Multiply this by every handler in an LLM workflow and you have a brittle, untestable mess.


Functional Code: A Bridge to Protocols

Here’s a declarative refactor:

const users = data
  .filter(user => user.age > 18)
  .map(user => ({
    name: user.name,
    age: user.age
  }));

No mutation, no hidden steps, just a clear specification of what you want.

This isn’t just cleaner code—it’s the same philosophy behind MCP, intent graphs, and protocol-driven automation:

  • Explicit structure (“Filter, then map” becomes “intent, then tool”)
  • Predictable behavior (no surprises)
  • Composable building blocks (each transformation is a protocol step)

LLM Automation: Where Imperative Fails, MCP Wins

Let’s go deeper. Say you’re building an LLM-powered user onboarding system. With imperative code, the workflow is a spaghetti mess of:

  • Fetch user
  • Validate fields
  • Create session
  • Send notification

Each step mutates state, with bugs lurking at every jump.

With MCP or an intent graph, you declare the workflow as a protocol:

{
  "intent": "user_onboarding",
  "steps": [
    { "tool": "fetch_user", "params": { "username": "{{username}}" } },
    { "tool": "validate_fields" },
    { "tool": "create_session" },
    { "tool": "send_notification" }
  ]
}

No surprises. You can inspect, modify, test, or even simulate the workflow. Each node (step) is deterministic and self-contained.


Real Example: Authentication Workflow, Imperative vs. Protocol

Imperative:

function authenticateUser(username, password) {
  let user = null;
  let isValid = false;
  // ...
  // (a bunch of stateful, error-prone logic)
}

Functional:

const authenticateUser = (username, password) => 
  findUser(username)
    .filter(user => verifyPassword(user, password))
    .map(createSession)
    .getOrElse(null);

MCP / Intent Graph (declarative protocol):

{
  "intent": "authenticate_user",
  "inputs": { "username": "bob", "password": "secret" },
  "steps": [
    { "tool": "find_user", "args": { "username": "{{username}}" } },
    { "tool": "verify_password", "args": { "password": "{{password}}" } },
    { "tool": "create_session" }
  ]
}

Every step is visible, testable, and even portable between languages, tools, or clouds.
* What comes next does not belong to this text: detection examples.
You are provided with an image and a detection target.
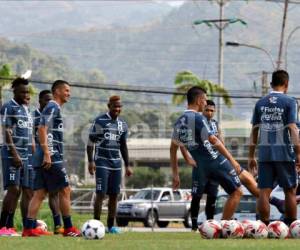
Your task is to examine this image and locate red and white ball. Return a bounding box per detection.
[268,221,289,239]
[199,220,222,239]
[290,220,300,239]
[222,220,245,239]
[36,220,48,231]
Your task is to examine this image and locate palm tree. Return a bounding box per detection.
[173,71,232,107]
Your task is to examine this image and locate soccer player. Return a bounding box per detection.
[33,90,63,234]
[170,87,242,230]
[22,80,80,237]
[248,70,300,225]
[0,78,33,235]
[87,96,132,234]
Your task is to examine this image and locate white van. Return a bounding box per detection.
[198,186,300,224]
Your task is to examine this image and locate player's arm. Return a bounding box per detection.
[120,139,133,176]
[38,125,51,169]
[248,125,259,176]
[180,145,197,167]
[1,107,23,168]
[208,135,241,173]
[170,139,180,190]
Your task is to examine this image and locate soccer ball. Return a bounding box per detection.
[81,220,105,240]
[36,220,48,231]
[222,220,245,239]
[241,220,255,238]
[268,221,289,239]
[251,220,269,239]
[290,220,300,238]
[199,220,222,239]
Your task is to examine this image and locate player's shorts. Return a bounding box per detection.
[192,156,241,196]
[96,166,122,195]
[204,180,219,197]
[258,161,298,189]
[2,158,33,190]
[34,163,69,193]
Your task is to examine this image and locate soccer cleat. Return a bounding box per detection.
[54,226,65,234]
[22,228,40,237]
[0,227,11,236]
[63,227,81,237]
[7,227,21,236]
[107,227,122,234]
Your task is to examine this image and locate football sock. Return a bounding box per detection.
[6,213,15,228]
[63,216,73,229]
[53,214,61,228]
[283,218,297,226]
[107,217,115,228]
[0,211,8,228]
[205,195,217,220]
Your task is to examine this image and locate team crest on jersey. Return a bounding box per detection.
[269,96,278,103]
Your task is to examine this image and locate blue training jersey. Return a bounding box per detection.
[40,100,64,163]
[172,110,220,161]
[252,91,297,162]
[1,99,33,160]
[89,113,128,169]
[33,108,41,147]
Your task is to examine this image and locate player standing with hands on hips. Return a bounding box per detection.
[87,96,133,234]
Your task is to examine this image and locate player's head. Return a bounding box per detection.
[107,95,122,119]
[11,77,30,105]
[39,89,52,110]
[271,70,289,91]
[186,86,207,112]
[203,100,216,120]
[51,80,71,104]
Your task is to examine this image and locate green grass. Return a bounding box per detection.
[0,232,300,250]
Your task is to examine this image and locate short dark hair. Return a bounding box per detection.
[11,77,29,89]
[206,100,216,107]
[271,69,289,87]
[186,86,206,104]
[51,80,70,93]
[39,89,51,99]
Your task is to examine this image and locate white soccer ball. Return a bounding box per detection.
[81,220,105,240]
[222,220,245,239]
[290,220,300,239]
[268,221,289,239]
[36,220,48,231]
[199,220,222,239]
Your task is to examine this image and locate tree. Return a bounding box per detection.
[173,71,232,107]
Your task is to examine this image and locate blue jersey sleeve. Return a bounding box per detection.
[40,105,57,127]
[1,105,13,127]
[287,99,297,124]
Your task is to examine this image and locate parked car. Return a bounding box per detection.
[116,188,191,227]
[198,186,300,224]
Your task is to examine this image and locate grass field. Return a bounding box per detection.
[0,232,300,250]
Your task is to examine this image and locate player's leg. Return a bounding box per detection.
[0,158,21,234]
[204,181,219,220]
[94,166,108,220]
[276,162,298,225]
[191,167,207,231]
[48,192,63,234]
[107,170,122,233]
[209,160,243,220]
[257,162,276,225]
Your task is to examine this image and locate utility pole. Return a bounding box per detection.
[277,0,289,69]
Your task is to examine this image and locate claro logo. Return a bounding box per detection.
[104,132,120,141]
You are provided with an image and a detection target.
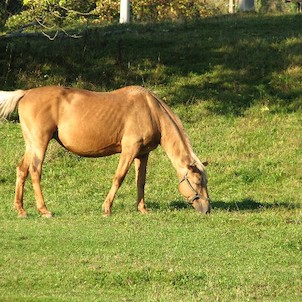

Why This Matters in the LLM Era

  • Debuggability: Imperative code hides bugs in call stacks and hidden mutations. Protocol-driven flows (MCP) surface every step.
  • Testing: Want to test an LLM workflow? With MCP, you can mock or simulate each protocol step—no side effects, no mysterious state.
  • Maintenance: Need to add an audit log or tweak notifications? With protocols, you just add a node; with imperative code, you rewrite the universe.

When Imperative Is Useful

Sometimes you need to go low-level—tight loops, custom memory management, or raw system hooks. Fine. But for workflows, APIs, or anything with LLMs in the loop? Protocol-driven, declarative approaches win every time.


Cognitive Load and Team Scaling

Imperative code scales cognitive pain as your system grows. Protocol-driven code (intent graphs, MCP flows) reduces it, making workflows self-documenting and team-friendly.


Practical Tips for Going Protocol-Driven

  1. Start Small: Define your workflows as JSON, YAML, or intent graphs—before you write a single imperative handler.
  2. Embrace Immutability: Protocols work best when steps don’t mutate global state.
  3. Extract Pure Steps: Each tool/node should be pure and reusable—think microservices, but lighter.
  4. Adopt Standards: Use MCP, intent-kit, or other open standards to make your workflows portable and interoperable.

The Bottom Line

Imperative code isn’t just “old-school”—it’s a liability in the age of AI, automation, and protocol-driven systems like MCP.

When I write anything these days, I ask: Can this be a protocol? Can this be modeled as an intent graph or MCP workflow? If yes, I go that route. The results: fewer bugs, easier scaling, and future-proofed automation.

What’s your take? Have you started building protocol-driven workflows yet?


Want to see how this works in practice? Check out my other posts on intent-kit and building expert LLM systems.


TL;DR:

The future is declarative, protocol-driven, and AI-native. If you’re still writing imperative code for your workflows, you’re fighting the tide.